In the case of OpenAI and the processing of data to train models, this principle [rectification of personal data] is completely ignored in practice,” the complaint asserts. “This is evidenced by OpenAI’s response to Mr. Łukasz Olejnik’s request, according to which OpenAI was unable to correct the processed data. OpenAI’s systemic inability to correct data is assumed by OpenAI as part of ChatGPT’s operating model.”

Discussing disclosures related to this aspect of its operation contained in OpenAI’s privacy policy, the complaint goes on to argue: “Given the general and vague description of ChatGPT’s data validity mechanisms, it is highly likely that the inability to correct data is a systemic phenomenon in OpenAI’s data processing, and not just in limited cases.”

It further suggests there may be “reasonable doubts about the overall compliance with data protection regulations of a tool, an essential element of which is the systemic inaccuracy of the processed data”, adding: “These doubts are reinforced by the scale of ChatGPT’s processed data and the scale of potential recipients of personal data, which affect the risks to rights and freedoms associated with personal data inaccuracy.”
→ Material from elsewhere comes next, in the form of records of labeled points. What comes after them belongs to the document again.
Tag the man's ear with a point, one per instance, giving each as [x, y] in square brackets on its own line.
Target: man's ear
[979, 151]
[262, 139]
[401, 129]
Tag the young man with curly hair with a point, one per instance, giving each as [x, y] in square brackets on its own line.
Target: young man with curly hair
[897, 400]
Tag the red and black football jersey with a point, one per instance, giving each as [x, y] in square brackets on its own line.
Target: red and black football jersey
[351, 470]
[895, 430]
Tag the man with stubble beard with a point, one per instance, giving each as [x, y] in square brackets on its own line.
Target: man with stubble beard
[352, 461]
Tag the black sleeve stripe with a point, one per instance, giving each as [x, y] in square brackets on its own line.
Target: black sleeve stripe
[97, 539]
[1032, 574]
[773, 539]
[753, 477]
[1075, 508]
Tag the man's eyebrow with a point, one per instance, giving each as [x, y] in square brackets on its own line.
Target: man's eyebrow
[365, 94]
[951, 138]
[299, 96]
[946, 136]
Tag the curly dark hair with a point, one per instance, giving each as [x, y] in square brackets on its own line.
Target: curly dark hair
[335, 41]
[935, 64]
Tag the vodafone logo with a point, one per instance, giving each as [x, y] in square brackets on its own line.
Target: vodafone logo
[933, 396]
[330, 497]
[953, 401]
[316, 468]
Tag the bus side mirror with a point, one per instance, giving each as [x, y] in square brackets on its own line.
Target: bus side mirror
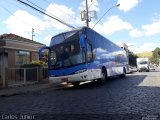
[40, 51]
[82, 40]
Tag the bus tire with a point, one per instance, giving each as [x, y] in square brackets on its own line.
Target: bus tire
[75, 84]
[124, 73]
[104, 76]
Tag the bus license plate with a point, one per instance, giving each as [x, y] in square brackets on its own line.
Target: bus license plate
[64, 79]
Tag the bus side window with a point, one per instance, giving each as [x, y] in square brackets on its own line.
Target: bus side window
[89, 52]
[53, 57]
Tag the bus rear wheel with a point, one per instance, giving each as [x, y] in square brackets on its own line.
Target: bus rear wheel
[124, 73]
[104, 77]
[75, 84]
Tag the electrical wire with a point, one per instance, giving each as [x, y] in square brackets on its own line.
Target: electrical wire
[62, 11]
[46, 14]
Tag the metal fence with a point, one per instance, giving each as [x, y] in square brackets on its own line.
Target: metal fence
[18, 76]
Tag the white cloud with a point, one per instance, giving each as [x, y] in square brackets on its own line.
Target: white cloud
[63, 12]
[112, 25]
[151, 29]
[47, 39]
[21, 23]
[127, 5]
[92, 5]
[146, 47]
[136, 33]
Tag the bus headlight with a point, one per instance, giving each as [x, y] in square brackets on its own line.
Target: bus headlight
[80, 71]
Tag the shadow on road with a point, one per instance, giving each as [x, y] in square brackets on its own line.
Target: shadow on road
[130, 80]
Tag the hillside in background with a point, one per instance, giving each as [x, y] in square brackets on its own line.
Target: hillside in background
[145, 54]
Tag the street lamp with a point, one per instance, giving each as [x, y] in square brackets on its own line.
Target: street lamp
[106, 13]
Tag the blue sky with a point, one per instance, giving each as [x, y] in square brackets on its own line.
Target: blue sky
[135, 22]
The complaint goes on to argue OpenAI “should develop and implement a data rectification mechanism based on an appropriate filter/module that would verify and correct content generated by ChatGPT (e.g., based on a database of corrected results)”, suggesting: “It is reasonable in the context of the scope of the obligation to ensure data accuracy to expect OpenAI to correct at least data reported or flagged by users as incorrect.”
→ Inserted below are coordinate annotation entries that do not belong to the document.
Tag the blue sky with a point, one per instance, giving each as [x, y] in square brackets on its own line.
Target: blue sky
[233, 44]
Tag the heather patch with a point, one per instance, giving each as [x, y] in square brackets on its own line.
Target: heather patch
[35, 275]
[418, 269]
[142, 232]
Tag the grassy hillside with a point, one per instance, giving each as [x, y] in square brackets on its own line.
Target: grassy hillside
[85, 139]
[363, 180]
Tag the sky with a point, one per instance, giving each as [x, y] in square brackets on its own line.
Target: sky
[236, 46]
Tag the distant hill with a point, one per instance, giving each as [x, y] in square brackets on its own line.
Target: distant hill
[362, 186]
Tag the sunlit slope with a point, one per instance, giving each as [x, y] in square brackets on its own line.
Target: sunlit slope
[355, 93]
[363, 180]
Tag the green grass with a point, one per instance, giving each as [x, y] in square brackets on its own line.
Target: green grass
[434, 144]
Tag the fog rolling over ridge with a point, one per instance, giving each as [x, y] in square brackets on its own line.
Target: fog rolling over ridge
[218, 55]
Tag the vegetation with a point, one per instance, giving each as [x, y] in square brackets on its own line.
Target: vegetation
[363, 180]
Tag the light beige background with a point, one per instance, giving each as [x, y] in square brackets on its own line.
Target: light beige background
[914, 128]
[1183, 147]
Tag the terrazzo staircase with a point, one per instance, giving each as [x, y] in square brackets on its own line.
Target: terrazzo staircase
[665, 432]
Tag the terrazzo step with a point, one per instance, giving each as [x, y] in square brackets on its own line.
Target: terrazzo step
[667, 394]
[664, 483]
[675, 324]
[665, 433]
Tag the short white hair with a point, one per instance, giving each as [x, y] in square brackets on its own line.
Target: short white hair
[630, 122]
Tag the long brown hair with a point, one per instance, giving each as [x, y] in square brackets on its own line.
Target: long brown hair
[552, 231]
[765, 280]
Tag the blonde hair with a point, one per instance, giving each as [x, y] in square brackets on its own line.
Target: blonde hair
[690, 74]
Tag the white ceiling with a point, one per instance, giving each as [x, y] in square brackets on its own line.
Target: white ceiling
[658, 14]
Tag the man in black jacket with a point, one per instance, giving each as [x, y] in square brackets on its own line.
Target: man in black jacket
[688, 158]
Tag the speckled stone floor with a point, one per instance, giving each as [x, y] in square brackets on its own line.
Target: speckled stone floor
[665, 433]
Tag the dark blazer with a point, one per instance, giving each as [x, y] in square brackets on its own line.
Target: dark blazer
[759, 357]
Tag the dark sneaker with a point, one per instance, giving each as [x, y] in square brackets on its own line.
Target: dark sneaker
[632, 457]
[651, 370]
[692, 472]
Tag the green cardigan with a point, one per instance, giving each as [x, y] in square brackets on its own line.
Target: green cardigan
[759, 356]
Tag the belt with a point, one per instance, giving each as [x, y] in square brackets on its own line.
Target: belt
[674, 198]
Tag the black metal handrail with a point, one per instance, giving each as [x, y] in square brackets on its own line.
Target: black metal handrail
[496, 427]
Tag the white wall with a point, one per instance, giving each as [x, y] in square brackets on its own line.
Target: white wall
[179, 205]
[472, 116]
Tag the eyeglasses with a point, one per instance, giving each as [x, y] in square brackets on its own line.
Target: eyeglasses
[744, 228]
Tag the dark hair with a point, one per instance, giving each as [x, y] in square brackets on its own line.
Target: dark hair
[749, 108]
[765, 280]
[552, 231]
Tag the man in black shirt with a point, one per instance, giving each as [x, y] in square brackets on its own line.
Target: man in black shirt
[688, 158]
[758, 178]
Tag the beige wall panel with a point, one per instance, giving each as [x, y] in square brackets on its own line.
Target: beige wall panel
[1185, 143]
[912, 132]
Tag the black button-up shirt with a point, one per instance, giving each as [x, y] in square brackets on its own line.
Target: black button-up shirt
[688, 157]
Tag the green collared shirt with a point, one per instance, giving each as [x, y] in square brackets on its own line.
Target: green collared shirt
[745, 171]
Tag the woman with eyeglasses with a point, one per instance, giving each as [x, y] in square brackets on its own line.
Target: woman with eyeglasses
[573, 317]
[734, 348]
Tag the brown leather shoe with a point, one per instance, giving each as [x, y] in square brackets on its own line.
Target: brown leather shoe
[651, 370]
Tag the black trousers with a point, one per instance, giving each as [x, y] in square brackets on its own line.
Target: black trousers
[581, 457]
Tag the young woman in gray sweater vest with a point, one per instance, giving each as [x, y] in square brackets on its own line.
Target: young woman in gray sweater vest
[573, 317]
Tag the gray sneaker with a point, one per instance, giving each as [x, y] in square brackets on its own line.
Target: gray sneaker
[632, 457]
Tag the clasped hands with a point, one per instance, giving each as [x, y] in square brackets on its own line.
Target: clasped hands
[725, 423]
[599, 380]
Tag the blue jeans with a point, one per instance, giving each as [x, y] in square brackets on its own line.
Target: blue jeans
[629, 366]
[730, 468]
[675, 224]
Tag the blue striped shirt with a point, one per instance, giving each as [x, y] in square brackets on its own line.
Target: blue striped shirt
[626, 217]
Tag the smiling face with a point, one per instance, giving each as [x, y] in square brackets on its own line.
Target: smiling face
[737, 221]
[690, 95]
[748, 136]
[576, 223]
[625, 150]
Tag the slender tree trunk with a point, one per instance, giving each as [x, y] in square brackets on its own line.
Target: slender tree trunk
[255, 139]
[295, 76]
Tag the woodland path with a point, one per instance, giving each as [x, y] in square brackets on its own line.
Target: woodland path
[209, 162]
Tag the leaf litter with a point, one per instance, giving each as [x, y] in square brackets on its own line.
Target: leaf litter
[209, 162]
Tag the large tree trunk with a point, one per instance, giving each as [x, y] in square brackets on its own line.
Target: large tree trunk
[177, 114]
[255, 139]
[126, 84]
We believe that it is possible for OpenAI to develop adequate and GDPR-compliant mechanisms for correcting inaccurate data (it is already possible to block the generation of certain content as a result of a blockade imposed by OpenAI),” it adds. “However, if, in OpenAI’s opinion, it is not possible to develop such mechanisms — it would be necessary to consult the issue with the relevant supervisory authorities, including, for example, through the prior consultation procedure described in Article 36 of GDPR.”

Data protection incompatibility by design?

The complaint also seeks to spotlight what it views as a total violation of the GDPR’s principle of data protection by design and default.

“The way the ChatGPT tool was designed, taking into account also the violations described [earlier] in the complaint (in particular, the inability to exercise the right to rectify data, the omission of data processing operations for training GPT models) — contradicts all the indicated assumptions of the principle of data protection by design,” it argues. “In practice, in the case of data processing by OpenAI, there is testing of the ChatGPT tool using personal data, not in the design phase, but in the production environment (i.e., after the tool is made available to users).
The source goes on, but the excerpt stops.